TfL’s revenues have been hit hard by plummeting passenger numbers in the wake of the Covid pandemic, forcing it to seek a £1.6bn emergency funding package from ministers earlier this year.
In return for that help, ministers imposed a number of conditions including fares rises of RPI+1% across all TfL services and the imposition of two government representatives to the TfL board. The deal also called for the suspension of free travel for students, although this has yet to be implemented.
The pandemic worsened an already bad situation for TfL which was having to cut spending in several areas as a result of lost commercial and fares revenue arising from the delayed opening of Crossrail.
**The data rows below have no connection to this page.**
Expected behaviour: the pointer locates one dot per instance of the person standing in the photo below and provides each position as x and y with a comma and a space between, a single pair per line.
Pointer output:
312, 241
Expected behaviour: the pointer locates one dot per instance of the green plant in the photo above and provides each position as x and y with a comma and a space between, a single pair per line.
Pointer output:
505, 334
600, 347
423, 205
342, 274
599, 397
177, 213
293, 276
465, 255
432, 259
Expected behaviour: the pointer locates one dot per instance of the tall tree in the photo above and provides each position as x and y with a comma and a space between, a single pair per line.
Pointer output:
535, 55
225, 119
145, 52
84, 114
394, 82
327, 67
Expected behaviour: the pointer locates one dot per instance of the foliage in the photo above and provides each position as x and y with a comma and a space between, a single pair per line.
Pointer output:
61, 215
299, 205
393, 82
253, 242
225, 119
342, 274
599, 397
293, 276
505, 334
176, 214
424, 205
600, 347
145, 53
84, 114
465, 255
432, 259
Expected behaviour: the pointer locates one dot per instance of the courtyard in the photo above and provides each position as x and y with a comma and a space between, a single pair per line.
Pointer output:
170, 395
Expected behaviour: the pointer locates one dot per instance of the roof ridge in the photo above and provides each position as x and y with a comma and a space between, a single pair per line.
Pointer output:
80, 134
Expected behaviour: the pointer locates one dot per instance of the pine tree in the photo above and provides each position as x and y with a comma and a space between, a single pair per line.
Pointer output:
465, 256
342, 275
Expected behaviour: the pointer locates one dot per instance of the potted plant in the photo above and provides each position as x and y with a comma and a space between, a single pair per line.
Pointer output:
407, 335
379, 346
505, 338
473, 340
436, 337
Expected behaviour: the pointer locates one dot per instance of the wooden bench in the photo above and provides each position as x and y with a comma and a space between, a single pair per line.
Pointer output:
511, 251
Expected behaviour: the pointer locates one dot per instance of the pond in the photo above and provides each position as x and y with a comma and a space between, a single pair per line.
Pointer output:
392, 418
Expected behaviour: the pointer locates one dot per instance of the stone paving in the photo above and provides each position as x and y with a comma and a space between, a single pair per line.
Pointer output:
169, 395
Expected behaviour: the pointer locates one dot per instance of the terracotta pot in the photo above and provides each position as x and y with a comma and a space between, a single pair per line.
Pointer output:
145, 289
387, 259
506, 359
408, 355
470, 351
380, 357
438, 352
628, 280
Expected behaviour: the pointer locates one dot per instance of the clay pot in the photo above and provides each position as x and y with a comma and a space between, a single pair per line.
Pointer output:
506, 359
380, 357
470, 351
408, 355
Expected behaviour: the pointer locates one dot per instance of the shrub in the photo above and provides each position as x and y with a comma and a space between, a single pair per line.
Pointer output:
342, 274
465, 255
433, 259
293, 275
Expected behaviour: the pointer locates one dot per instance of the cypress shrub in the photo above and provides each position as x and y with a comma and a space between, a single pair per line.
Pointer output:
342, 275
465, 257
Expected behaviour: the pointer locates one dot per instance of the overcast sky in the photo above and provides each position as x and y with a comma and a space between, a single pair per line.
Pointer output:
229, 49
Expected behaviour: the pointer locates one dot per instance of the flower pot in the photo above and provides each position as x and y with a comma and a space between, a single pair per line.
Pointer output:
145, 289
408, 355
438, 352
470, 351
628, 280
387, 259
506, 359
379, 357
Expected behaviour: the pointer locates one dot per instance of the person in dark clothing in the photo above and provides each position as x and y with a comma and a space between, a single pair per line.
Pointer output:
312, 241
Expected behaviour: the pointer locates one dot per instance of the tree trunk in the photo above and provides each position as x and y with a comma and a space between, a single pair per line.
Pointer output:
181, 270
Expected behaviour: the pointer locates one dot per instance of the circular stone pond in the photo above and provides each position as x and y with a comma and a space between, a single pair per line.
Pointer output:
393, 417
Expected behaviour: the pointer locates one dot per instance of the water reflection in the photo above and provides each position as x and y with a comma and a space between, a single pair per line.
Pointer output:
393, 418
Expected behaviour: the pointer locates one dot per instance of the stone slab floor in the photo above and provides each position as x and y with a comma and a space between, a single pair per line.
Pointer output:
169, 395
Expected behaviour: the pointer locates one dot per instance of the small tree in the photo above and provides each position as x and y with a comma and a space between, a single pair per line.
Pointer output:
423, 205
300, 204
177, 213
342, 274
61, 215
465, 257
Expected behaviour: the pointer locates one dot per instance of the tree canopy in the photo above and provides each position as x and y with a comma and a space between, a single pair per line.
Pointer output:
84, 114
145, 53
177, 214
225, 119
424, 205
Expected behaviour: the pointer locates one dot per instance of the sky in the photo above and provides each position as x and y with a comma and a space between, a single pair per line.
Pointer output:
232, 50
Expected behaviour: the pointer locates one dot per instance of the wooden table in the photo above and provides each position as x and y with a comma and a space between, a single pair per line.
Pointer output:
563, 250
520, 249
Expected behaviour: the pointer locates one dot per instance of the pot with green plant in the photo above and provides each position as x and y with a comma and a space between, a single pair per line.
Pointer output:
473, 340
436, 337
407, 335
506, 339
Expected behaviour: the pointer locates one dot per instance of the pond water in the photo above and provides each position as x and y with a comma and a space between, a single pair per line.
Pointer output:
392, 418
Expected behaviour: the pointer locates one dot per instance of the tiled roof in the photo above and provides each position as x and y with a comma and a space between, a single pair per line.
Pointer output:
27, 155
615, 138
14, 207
Opponents claim the Mayor’s 4 year fares freeze had also placed pressure on the organisation, although City Hall insists the primary pre-pandemic squeeze on its finances was a 2015 Conservative government decision to axe TfL’s operating grant.
It also says a series of reforms, including the axing of hundreds of managers, had produced a leaner and more cost-efficient organisation and were on course to put the agency on a firm footing.
Mr Khan has called for a further £5.7bn in government funding, but today rejected conditions attached to an offer of help.
In addition to increasing the level of fares rises to more than the previously agreed RPI+1% and expanding the congestion charge area, ministers have suggested introducing a new precept on Londoners’ council tax to help fund TfL and proposed axing the over 60s Oyster card.
The card is separate to the Freedom Pass which is funded by local councils and isn’t affected by the proposals.
Rejecting the conditions, Mr Khan said: “I simply cannot accept this Government plan, which would hit Londoners with a triple whammy of higher costs at a time when so many people are already facing hardship.
“It is clear that difficult choices lie ahead to plug the huge gap the pandemic left in TfL’s finances. I have been ready to talk with Government about how the necessary funds can be raised – but a proposal which singles out Londoners for punishment is completely unacceptable, as well as making no economic sense.
“I urge Ministers to come back to the table with a revised proposal which does not punish Londoners for doing the right thing to tackle Covid-19 – and to publish their review into TfL’s finances in full. I remain ready to talk.”
According to the Financial Times, ministers have threatened to take direct control of TfL unless the mayor agrees terms.